A persistent volume is a piece of storage in a cluster that an administrator has provisioned. It is a resource in the cluster, just as a node is a cluster resource. A persistent volume is a volume plug-in that has a lifecycle independent of any individual pod that uses the persistent volume. This API object captures details of implementation if the storage like NFS or a cloud-provider-specific storage system.
Why Data Persistence Is Important
Containers were developed to be stateless, ephemeral, lightweight tools, only megabytes in size, to speed application launch. However, this design is problematic when data needs to persist after the container goes away. And this problem increases as the scale of container management deployments with tools like Docker, Mesosphere, and Kubernetes grows.
Users are now executing hundreds (sometimes thousands) of nodes in clusters, making data management even more difficult given the unpredictable lifecycles of containers.
To ensure that data persists well beyond a container’s lifecycle, the best practice is to separate data management from containers. There are three approaches to data persistence in a container environment:
- Storage plug-ins
- Data volume containers
- Building a local directory mount into the container as a data directory
Tools for Persistent Volumes and Storage
Storage plug-ins. A storage plug-in is the most reliable and manageable option for persistent storage. A standard volume plug-in allows you to create, delete, and mount persistent volumes and to support commands from container management applications; Kubernetes offers such a plug-in. Many storage companies have also built incremental features into their container APIs to further simplify the container management process. These plug-ins offer capabilities such as managing and consuming volumes from any management host, consuming existing storage, or differentiating storage offerings with multiple instances.
Data volume containers. These containers let you manage data inside and between various containers. A data volume container doesn’t run an application; it serves as an entry point from which other containers can access the data volume. Data volumes can be shared among containers and can persist even after the container itself is deleted. Although setup of this method is relatively simple, ongoing management becomes complex. As containers are deleted, the data left behind can become orphaned, and it often is not cleaned up by the container manager. Because data volume containers can be directly accessed by the host, orphaned data can be garbage-collected as needed. But the process can lead data access privileges becoming corrupted, leaving potentially sensitive data vulnerable.
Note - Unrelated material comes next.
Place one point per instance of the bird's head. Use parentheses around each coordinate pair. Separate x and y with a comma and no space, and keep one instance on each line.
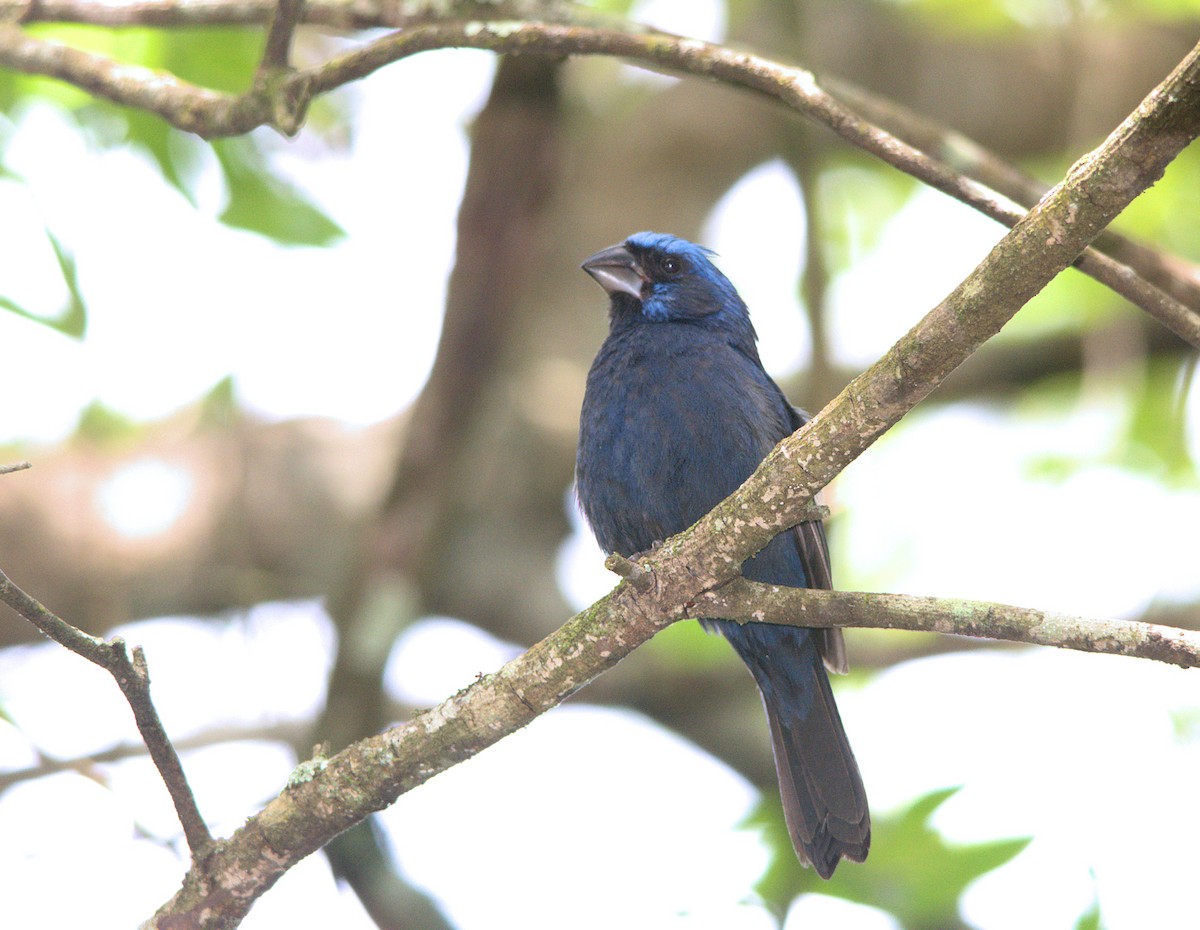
(664,279)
Directory mounts. These mounts tie the host to the container. The data structure is maintained from the host to the container, allowing persistence and reusability. Directory mounts can then be accessed to read and write, which also leaves security gaps. Because the directory mount can be given access to a host system’s directory, the container also holds the ability to delete or change content. This vulnerability means that not only could someone with malicious intent delete an entire data volume, but they also could manipulate data through these access points.
Containers Versus Virtual Machines
Although container use is exploding, another tool commonly used by application developers is the virtual machine (VM). VMs provides various benefits—for example, they’re persistent by default. VM managers include software, firmware, and hardware for their own unique instance of the OS, making the VM gigabytes in size. As a result, VMs do not deploy quickly and are not easy to move through development pipelines.
However, VMs do remain relevant because they let you consolidate applications onto a single system, enabling cost savings through a reduced footprint, faster server provisioning, and improved disaster recovery. Development also benefits from this consolidation because greater utilization on larger, faster servers frees up subsequently unused servers to be repurposed for QA, development, or lab gear.
VMs and containers differ in quite a few ways. The primary difference is that containers provide a way to virtualize an OS so that multiple workloads can run on a single OS instance, whereas with VMs, the hardware is being virtualized to run multiple OS instances. Containers’ speed, agility, and portability make them yet another tool to help streamline software development.
Container storage plug-ins certainly provide a more reliable and consistent path to data persistence than VMs do. While early in their introduction initial feedback suggests storage, plug-ins are the simple method for persistent storage.
In choosing your method for achieving persistent storage, consider the advantages and disadvantages of each of these options. By fully understanding the options, organizations can prepare to address limitations and enable best practices for data persistence and performance.